Sarcocystis infections are commonly screened via molecular methods. For example, PCR sequencing of the Cox1 gene from sheep isolates revealed a prevalence rate of 88% in Iraq (26), 39.5% in Saudi Arabia (5), 77.33% in Iran (31), 13.20% in Egypt (50), and 52.2% in Italy (33). Barcoding via the Cox1 gene is recommended for discriminating between particular species, such as S. pilosa and S. hjorti in the Sika deer (51). On the other hand, S. cruzi was more frequently detected with the Cox1 primers SF1 and SR9, which were used in this study, but S. hominis, S. hirsuta, and S. heydorni might not be detected at all via the above primers (52), which was in agreement with our results.

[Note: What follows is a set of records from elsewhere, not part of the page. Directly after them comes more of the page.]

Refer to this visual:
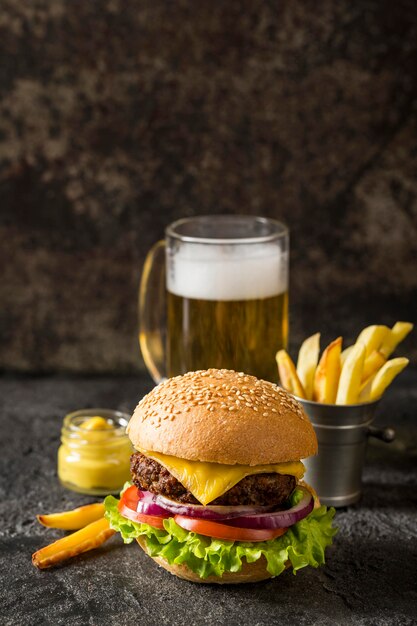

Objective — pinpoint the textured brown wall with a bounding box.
[1,0,416,373]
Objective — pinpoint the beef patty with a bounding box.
[130,451,296,506]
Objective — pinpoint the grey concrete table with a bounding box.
[1,372,416,626]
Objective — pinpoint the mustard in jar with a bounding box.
[58,409,132,495]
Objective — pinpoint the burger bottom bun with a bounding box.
[135,483,318,583]
[136,537,289,584]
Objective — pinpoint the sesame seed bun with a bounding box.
[127,369,317,465]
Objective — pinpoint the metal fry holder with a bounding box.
[298,398,395,507]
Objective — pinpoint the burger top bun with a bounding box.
[127,369,317,465]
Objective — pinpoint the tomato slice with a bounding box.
[121,485,141,509]
[118,486,169,530]
[174,515,288,543]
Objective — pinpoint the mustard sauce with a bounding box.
[58,409,132,495]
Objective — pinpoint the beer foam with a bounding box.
[167,244,288,301]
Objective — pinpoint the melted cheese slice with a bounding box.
[140,449,304,505]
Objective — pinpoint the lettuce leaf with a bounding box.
[104,487,337,580]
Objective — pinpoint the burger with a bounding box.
[105,369,336,583]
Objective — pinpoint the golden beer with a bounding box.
[167,291,288,381]
[139,216,289,384]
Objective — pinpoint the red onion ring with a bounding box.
[225,486,314,529]
[134,487,313,529]
[155,494,275,520]
[136,490,172,517]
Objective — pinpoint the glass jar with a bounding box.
[58,408,133,496]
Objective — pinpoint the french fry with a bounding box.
[296,333,320,400]
[340,345,354,367]
[358,357,409,402]
[336,342,366,405]
[355,325,390,357]
[313,337,342,404]
[359,373,375,397]
[361,350,386,382]
[379,322,414,358]
[276,350,306,398]
[37,503,105,530]
[32,517,115,570]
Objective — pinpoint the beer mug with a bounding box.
[139,215,289,383]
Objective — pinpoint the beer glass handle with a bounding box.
[139,240,167,384]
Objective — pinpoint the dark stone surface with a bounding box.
[0,0,417,373]
[1,371,416,625]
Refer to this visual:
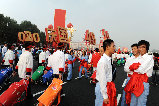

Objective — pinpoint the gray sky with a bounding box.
[0,0,159,50]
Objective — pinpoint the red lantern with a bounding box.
[48,24,53,29]
[67,23,73,28]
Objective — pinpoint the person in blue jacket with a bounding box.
[78,51,88,79]
[16,46,22,59]
[66,50,77,81]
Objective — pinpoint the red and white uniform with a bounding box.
[16,51,33,79]
[2,46,7,56]
[39,51,46,63]
[47,50,65,74]
[3,49,15,65]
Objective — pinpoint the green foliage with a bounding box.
[0,14,45,44]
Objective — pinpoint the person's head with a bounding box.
[43,47,47,52]
[99,46,104,56]
[70,50,74,55]
[58,42,64,50]
[18,46,21,50]
[82,51,86,56]
[103,39,115,56]
[131,43,139,56]
[7,44,12,50]
[24,42,32,52]
[91,50,93,54]
[50,49,54,54]
[4,44,7,47]
[40,47,43,50]
[94,48,99,53]
[138,40,150,56]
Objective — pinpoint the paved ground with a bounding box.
[0,60,159,106]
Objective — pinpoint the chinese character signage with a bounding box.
[57,26,68,43]
[18,31,40,42]
[45,27,57,43]
[84,30,96,45]
[100,29,110,40]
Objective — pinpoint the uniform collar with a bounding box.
[103,53,111,61]
[131,55,139,59]
[140,53,148,58]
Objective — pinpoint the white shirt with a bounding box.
[45,50,50,59]
[96,53,112,99]
[47,50,65,74]
[2,46,7,56]
[39,51,46,63]
[124,54,130,59]
[22,48,25,53]
[116,54,121,59]
[134,53,154,77]
[65,53,69,61]
[3,49,15,65]
[17,51,33,78]
[88,53,92,63]
[124,55,139,75]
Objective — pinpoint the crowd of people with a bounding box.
[0,39,158,106]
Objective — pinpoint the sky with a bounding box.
[0,0,159,50]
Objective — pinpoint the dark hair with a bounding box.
[103,39,114,51]
[70,50,74,55]
[58,42,64,49]
[138,40,150,52]
[83,51,86,56]
[131,43,138,48]
[95,48,99,52]
[24,42,31,50]
[18,46,21,50]
[7,44,12,50]
[50,49,54,54]
[91,50,93,54]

Despite having relatively low copy numbers in eukaryotic cells, the 18S rRNA gene has also been used to barcode Sarcocystis (53, 54). The 18S rRNA gene can better discriminate between more distant species, but less so for closely related species. In contrast, the Cox1 sequences can better distinguish between closely related species than the 18S rRNA gene can (21). Previous work revealed that Cox is more reliable for the differentiation of closely related thick-walled Sarcocystis spp. The 18S rRNA gene is, since Cox1 has more SNPs, indicating much greater variation than those sequenced by 18S rRNA (52). However, a review of the molecular data obtained from the partial sequencing of the 18S rRNA gene from several studies questioned the host specificity of some Sarcocystis spp. and suggested assigning the cattle species of S. levinei as S. cruzi and S. buffalonis as S. hirsuta (53, 54). These results indicate the need to explore the genome of Sarcocystis and select other genes for accurate barcoding of its species.

Conclusions

Diverse species of Sarcocystis have been identified in the meat of sheep and cattle in northern Jordan and in dogs in north and central Jordan. The source of Sarcocystis infections in grazed and farmed ruminants has yet to be identified. The presence of nonconclusive sequencing results for several isolates from all animals via the 18S rRNA gene and the nonspecific matching of Sarcocystis spp. The Cox1 gene suggests the need to identify other genes for accurate barcoding of infections with sarcocystosis. The presence of several species of Sarcocystis of medical and veterinary importance in stray, pet, and breeding dogs, as well as in the examined meat prepared for human consumption, poses a risk of contracting infections in human consumers. Controlling Sarcocystis infections is challenging under current conditions in Jordan and calls for collaborative efforts under One Health initiatives to plan effective preventive measures.

Acknowledgments:

This project was supported by a generous grant from the Faculty of Scientific Research at Jordan University of Science and Technology, Grant number: 96/2022. Dog owners are acknowledged for collaborating in this study by answering the questionnaire and collecting samples from their pet dogs. Practicing veterinarians are recognized for helping with samples from stray and breeding dogs and from abattoirs.

Conflict of interest

The authors declare that there are no conflicts of interest regarding the publication and/or funding of this manuscript.